Apabila murid berhajat nikah,
maka tidak seyogyanya ia meninggalkan syaratnya yang ada di permulaan dan
berikutnya. Adapun syarat pada permulaan nikah adalah niat yang baik, sedang
syarat pada waktu berikutnya adalah budi pekerti yang luhur, teguh dalam
perjalanan dan melaksanakan hak dan kewajiban yang telah diwajibkan Allah
kepadanya.
Adapun tanda keinginan yang benar-benar
adalah mengawini perempuan miskin yang kuat agamanya dan tidak mencari wanita
yang kaya. Sebagian mereka berkata, “Barangsiapa mengawini wanita kaya, maka
baginya lima perkara ; mahalnya mas kawin, lambatnya pesta perkawinan,
hilangnya pelayanan, banyaknya biaya hidup dan apabila ia ingin menceraikannya,
ia keberatan karena takut kehilangan harta benda, sedang wanita miskin itu
sebaliknya”.
Sebagian mereka berkata,
“Sebaiknya wanita itu lebih rendah dari laki-laki dalam empat perkara, kalau
tidak, maka wanita akan menghinanya, yaitu ; umur, tinggi posturnya, harta dan
keturunan. Dan seyogyanya wanita itu di atas laki-laki dalam empat perkara,
yaitu ; kecantikan, sopan santun, budi pekerti dan wara’”.
Adapun tanda benarnya keinginan
untuk melanggengkan pernikahan adalah budi pekerti. Sebagian murid kawin dengan
seorang wanita, ia senantiasa melayani isterinya itu, sehingga wanita itu
mengadu kepada ayahnya, “Saya heran terhadap laki-laki ini. Saya di rumahnya
sejak beberapa tahun silam dan saya tidak pergi ke wc sama sekali melainkan ia
telah menyediakan air sebelum saya memasukinya”.
Sebagian mereka kawin dengan
wanita cantik. Ketika pesta perkawinannya telah dekat, wanita itu menderita
penyakit cacar sehingga keluarga wanita itu sangat susah karena khawatir kalau
laki-laki itu memandang jelek kepada wanita itu. Tiba-tiba laki-laki itu
memberitahukan kepada keluarga wanita bahwa ia terkena penyakit mata hingga
penglihatannya hilang. Kemudian dilangsungkan pesta perkawinan keduanya. Maka
hilanglah kesusahan keluarga wanita dan wanita itu tinggal di sisi laki-laki
itu selama dua puluh tahun, kemudian meninggal dunia. Sepeninggal wanita itu,
dan ketika itu juga laki-laki itu membuka matanya, lalu orang-orang bertanya,
“Mengapa demikian ?”. Ia menjawab, “Saya sengaja melakukannya demi keluarga
wanita itu sehingga mereka tidak susah”. Orang-orang mengatakan, “Sungguh kamu
telah mendahului teman-temanmu dengan budi pekerti ini”.

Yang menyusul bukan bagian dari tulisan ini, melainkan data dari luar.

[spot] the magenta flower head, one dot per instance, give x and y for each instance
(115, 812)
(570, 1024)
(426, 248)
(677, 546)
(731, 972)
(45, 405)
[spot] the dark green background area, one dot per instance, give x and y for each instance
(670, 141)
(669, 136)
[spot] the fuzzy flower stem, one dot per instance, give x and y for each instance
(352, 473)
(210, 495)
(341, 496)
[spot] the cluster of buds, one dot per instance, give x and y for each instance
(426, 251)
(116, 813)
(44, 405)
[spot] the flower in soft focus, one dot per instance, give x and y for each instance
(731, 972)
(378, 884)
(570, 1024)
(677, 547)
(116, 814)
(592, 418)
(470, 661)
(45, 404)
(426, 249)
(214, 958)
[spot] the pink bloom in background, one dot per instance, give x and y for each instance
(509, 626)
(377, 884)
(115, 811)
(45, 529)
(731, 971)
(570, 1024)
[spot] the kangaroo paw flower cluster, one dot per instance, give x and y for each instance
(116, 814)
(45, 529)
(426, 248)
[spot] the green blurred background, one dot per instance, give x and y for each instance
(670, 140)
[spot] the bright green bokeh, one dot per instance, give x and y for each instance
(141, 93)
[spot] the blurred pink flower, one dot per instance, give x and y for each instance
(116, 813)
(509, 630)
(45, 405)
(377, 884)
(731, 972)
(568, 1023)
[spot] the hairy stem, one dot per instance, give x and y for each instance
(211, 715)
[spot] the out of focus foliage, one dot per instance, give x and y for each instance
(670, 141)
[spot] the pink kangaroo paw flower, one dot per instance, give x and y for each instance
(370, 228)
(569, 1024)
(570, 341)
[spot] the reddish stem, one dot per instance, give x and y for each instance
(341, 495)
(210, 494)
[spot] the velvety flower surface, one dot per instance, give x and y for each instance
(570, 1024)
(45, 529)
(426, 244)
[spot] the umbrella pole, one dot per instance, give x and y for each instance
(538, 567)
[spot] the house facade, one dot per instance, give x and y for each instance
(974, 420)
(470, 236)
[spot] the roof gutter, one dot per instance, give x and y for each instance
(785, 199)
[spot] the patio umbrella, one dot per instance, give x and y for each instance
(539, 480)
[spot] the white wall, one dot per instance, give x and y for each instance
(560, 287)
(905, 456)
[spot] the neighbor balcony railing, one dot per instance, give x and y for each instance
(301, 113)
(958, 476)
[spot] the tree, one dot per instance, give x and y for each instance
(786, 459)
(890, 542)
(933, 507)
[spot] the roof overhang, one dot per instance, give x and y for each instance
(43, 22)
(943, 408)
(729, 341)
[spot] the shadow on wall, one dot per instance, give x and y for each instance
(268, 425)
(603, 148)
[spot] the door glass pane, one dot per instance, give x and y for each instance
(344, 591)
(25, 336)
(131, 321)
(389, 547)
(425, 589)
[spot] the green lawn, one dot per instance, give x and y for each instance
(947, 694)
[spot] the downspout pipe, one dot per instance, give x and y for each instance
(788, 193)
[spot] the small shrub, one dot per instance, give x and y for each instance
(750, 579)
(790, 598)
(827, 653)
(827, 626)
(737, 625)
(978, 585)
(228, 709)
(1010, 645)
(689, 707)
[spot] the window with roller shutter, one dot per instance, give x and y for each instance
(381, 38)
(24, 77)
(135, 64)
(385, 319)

Sebagian orang sufi kawin dengan
seorang wanita yang jelek budi pekertinya, tetapi sangat sabar kepadanya. Maka
orang-orang bertanya, “Mengapa kamu tidak menceraikannya ?”. Orang sufi itu
menjawab, “Saya takut wanita itu dikawin orang yang tidak sabar kepadanya, lalu
ia merasa sakit hati kepada wanita itu”.
Kalau murid kawin, seyogyanya
begitu. Dan kalau ia mampu meninggalkan kawin itu, itu lebih utama baginya
kalau ia tidak mungkin mengumpulkan antara keutamaan nikah dan suluk (menempuh
jalan akhirat) dan ia tahu bahwa demikian ini menyibukkan keadaannya. Sebagaimana
diriwayatkan bahwa Muhammad bin Sulaiman Al Hasyimi berpenghasilan delapan
puluh ribu dirham setiap hari. Lalu ia menulis surat kepada penduduk Bashrah
dan para ‘ulama’nya tentang wanita yang akan dikawinkannya. Maka mereka semua
sepakat bahwa Rabi’ah Al Adawiyah r.anha yang pantas baginya. Kemudian Muhammad
bin Sulaiman menulis surat kepada Rabi’ah Al Adawiyah,
“Bismillaahirrahmaanirrahiim. Adapun sesudah itu, sesungguhnya Allah ta’ala
telah menganugerahkan kepadaku penghasilan dunia sebanyak delapan puluh ribu
dirham setiap hari dan tidak berlalu hari dan malamnya sehingga Allah
menyempurnakannya menjadi seratus ribu dirham. Dan saya jadikan bagimu seperti
itu dan semua itu, maka kabulkanlah permintaanku”.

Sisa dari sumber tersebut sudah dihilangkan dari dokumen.